Девушка без сознания лежит, сваленная на дно лодки толчком, а он не теряет ни секунды. Уже взвился парус и трепещет, огромный, как крыло гигантской, не успевшей подняться птицы.
Лодка еще не успела приобрести движение, а вздувшееся море уже злорадно несет ее назад, к граниту высящейся набережной. Быстрее, быстрее, ближе, ближе.
И ахнула земля, и берег, и люди. Все смешалось в дыму взрыва белой пены, в которой потонула, как игрушка, каменная громада набережной, все суда, самое небо и крохотно чернеющая лодка, безумно несшаяся к своей отбели.

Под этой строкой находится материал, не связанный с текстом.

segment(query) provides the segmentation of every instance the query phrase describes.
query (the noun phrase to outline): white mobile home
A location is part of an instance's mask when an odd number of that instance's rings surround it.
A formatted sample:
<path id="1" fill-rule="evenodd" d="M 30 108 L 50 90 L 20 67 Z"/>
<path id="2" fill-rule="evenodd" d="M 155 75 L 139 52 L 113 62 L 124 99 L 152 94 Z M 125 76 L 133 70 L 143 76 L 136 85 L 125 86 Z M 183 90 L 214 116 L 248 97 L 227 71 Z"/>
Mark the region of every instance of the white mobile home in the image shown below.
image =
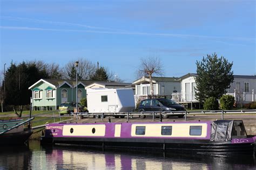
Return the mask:
<path id="1" fill-rule="evenodd" d="M 132 89 L 87 89 L 86 93 L 90 113 L 130 112 L 135 108 Z"/>
<path id="2" fill-rule="evenodd" d="M 188 73 L 181 77 L 181 93 L 173 94 L 173 99 L 180 103 L 198 102 L 195 97 L 196 87 L 195 77 L 197 74 Z M 233 82 L 227 89 L 227 94 L 233 96 L 236 103 L 248 103 L 256 100 L 254 90 L 256 90 L 255 76 L 234 75 Z"/>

Но в следующую секунду она снова зачернелась, увлекаемая отхлынувшей, быстро побежавшей назад волной, и на ней бешено работает человек с окровавленно разбитым лицом и обломками багра в руках.
Парус надулся, лодка стала уходить, но вернувшиеся, оправившиеся волны снова устремились к набережной и дружной, сговорившейся толпой влекут воровато-мелькающую между грозно идущими громадами лодку.

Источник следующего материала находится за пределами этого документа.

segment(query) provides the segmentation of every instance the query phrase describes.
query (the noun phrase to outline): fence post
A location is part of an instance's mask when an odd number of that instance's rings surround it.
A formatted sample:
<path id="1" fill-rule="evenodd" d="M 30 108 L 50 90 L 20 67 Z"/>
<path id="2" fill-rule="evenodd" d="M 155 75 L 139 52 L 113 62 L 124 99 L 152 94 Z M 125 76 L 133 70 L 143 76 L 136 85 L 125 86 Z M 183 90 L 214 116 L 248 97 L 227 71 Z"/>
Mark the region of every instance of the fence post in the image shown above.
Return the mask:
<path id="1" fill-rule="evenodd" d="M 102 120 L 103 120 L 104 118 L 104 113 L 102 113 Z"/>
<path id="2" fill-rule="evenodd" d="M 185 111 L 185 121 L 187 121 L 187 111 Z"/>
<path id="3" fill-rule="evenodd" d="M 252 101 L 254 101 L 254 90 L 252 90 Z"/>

От набережной нельзя прямо уйти в море, – ветер дует в лоб, и человек хитро держит наискось, постепенно стараясь уйти из страшного буруна. Но и волны хитры, жадно следят за жертвой и плечо в плечо катятся, не упуская ни секунды, уже готовые взлететь белой пеной брызг и пены на парапет.

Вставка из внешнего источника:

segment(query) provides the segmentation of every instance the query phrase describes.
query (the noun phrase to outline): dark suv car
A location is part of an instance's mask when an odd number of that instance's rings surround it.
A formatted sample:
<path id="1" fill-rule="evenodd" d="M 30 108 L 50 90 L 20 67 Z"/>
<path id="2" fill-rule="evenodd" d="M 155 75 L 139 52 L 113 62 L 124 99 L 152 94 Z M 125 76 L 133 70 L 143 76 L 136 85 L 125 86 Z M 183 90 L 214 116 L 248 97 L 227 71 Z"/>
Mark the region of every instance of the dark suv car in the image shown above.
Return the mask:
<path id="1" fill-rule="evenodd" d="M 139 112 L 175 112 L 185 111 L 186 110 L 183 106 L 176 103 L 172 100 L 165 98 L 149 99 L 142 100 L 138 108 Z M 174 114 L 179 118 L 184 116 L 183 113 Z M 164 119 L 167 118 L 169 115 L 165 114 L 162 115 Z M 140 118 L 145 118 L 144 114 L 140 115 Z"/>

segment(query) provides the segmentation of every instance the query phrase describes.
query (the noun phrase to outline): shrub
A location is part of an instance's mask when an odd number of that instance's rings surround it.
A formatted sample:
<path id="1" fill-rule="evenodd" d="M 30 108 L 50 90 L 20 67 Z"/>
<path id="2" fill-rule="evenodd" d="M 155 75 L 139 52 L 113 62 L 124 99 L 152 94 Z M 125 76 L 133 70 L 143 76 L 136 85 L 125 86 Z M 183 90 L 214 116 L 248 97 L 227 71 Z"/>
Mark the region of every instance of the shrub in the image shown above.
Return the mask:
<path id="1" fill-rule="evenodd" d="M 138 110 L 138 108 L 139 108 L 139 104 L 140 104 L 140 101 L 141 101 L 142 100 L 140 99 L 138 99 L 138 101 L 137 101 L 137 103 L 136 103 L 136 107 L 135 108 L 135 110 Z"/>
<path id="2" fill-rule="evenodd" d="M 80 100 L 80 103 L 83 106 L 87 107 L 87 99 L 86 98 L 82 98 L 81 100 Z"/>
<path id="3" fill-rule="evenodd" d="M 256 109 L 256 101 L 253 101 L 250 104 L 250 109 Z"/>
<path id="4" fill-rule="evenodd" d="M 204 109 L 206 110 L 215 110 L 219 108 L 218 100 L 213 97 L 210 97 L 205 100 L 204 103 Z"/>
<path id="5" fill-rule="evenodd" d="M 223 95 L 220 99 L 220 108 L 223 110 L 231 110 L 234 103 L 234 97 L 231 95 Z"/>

Ближе и ближе кучка людей, спасательные лодки, вышка, часовой на ней. В руках нет багра, нечем отбиться от страшного удара.
– Го-го-го!.. Врррешь!..
Парень наматывает на кулак шкот, упирается ногами и, запрокинувшись навзничь, побагровев от натуга, натягивает шкот, захватывая весь ветер и закостенев другой рукой на руле. Переполненный, готовый каждую минуту лопнуть, парус вместе с мачтой почти лег на воду, и за опустившимся бортом, не поспевая и стараясь залить, побежал крутящийся вал. Набережная, кучка людей, спасательные лодки опять побежали назад, стаяавясь все меньше и меньше.
– Го-го-го-о-о!..
Пена мелькала с безумной быстротой.
Он забыл женщину, безжизненно перекатывавшуюся в соленой влаге на дне лодки, забыл все в бешеном восторге борьбы, отовсюду окруженный дико плясавшими белоголовыми дьяволами, которые несли на него пену, брызги, соленую воду в диком вое, хохоте, визге безумного неистовства.
– Го-го-го-о-о!..
«Постой… по-стой… возьмем свое… не уйдешь… не уй-дешь», – ревут и гонятся за ним, перекатываясь друг через друга.
Лодка все так же боком, все так же почти полегшей мачтой, как птица среди гонимых листьев, выносится на вершину водяного хребта, и открывается весь город до краев, со всеми домами, улицами, с маковками сияющих церквей, и открывается все море, шумящее не то радостью смерти, не то радостью жизни.
Потом судно, скрипя всеми суставами, всеми швами и связями, переваливается через гребень и жалуясь и нехотя несется, наклонившись вниз в широко разинувшуюся бездну.
И уже нет ни города, ни сияющих маковок, ни победно шумящего, бело-клокочущего моря; только высятся зеленоватые водяные стены, загораживая весь мир, злорадно замедлившие бег свой, неуловимо бежит по ним тонко сквозящая пена.
Нет шума и грохота рушащихся волн, зловеще-могильное молчание, и вместе с бегущей пеной злорадно бежит шепот нечеловеческих уст:
«Ты нашшш… нашш…шш не уйдешш…шшш нашшш… шшш!..»
И, отвалившись, весь напряжение, с проступившими мышцами, как изваянный, закоченел на руле и с рвущимся шкотом в руке человек, не теряя глаз от горой растущей водной громады, с которой он сейчас увидит город, здания, море, жизнь или никогда не увидит.
. . . . . . . . . . . . . . .
. . . . . . . . . . . . . . .
Воротились они через два месяца с той стороны. Жили все время в маленькой рыбацкой деревушке. Там их повенчал поп.
Потянулась жизнь, как у всех, – дети, забота, нужда, неустанный труд.
Иногда Анна, когда Иван со старшим мальчиком уйдет на баркасе в море, на минуту от нескончаемых домашних дел забежит к соседке, сядет на лавку:
– Ведь он меня увозом увез… Господи, может, я бы теперь в золоте ходила… Господа меня любили, баловали, нешто такая жизнь…
Всхлипнет и утрется уголком платочка. Но если их долго нет, и заревет ветер, и начнет бить море, она дни и ночи простоит на берегу, не смыкая глаз, и, когда увидит, встретит, и придут домой, безумно радостная, не знает, как накормить и усадить, и не может себе представить никакой иной счастливой жизни, на которую она бы променяла свою теперешнюю.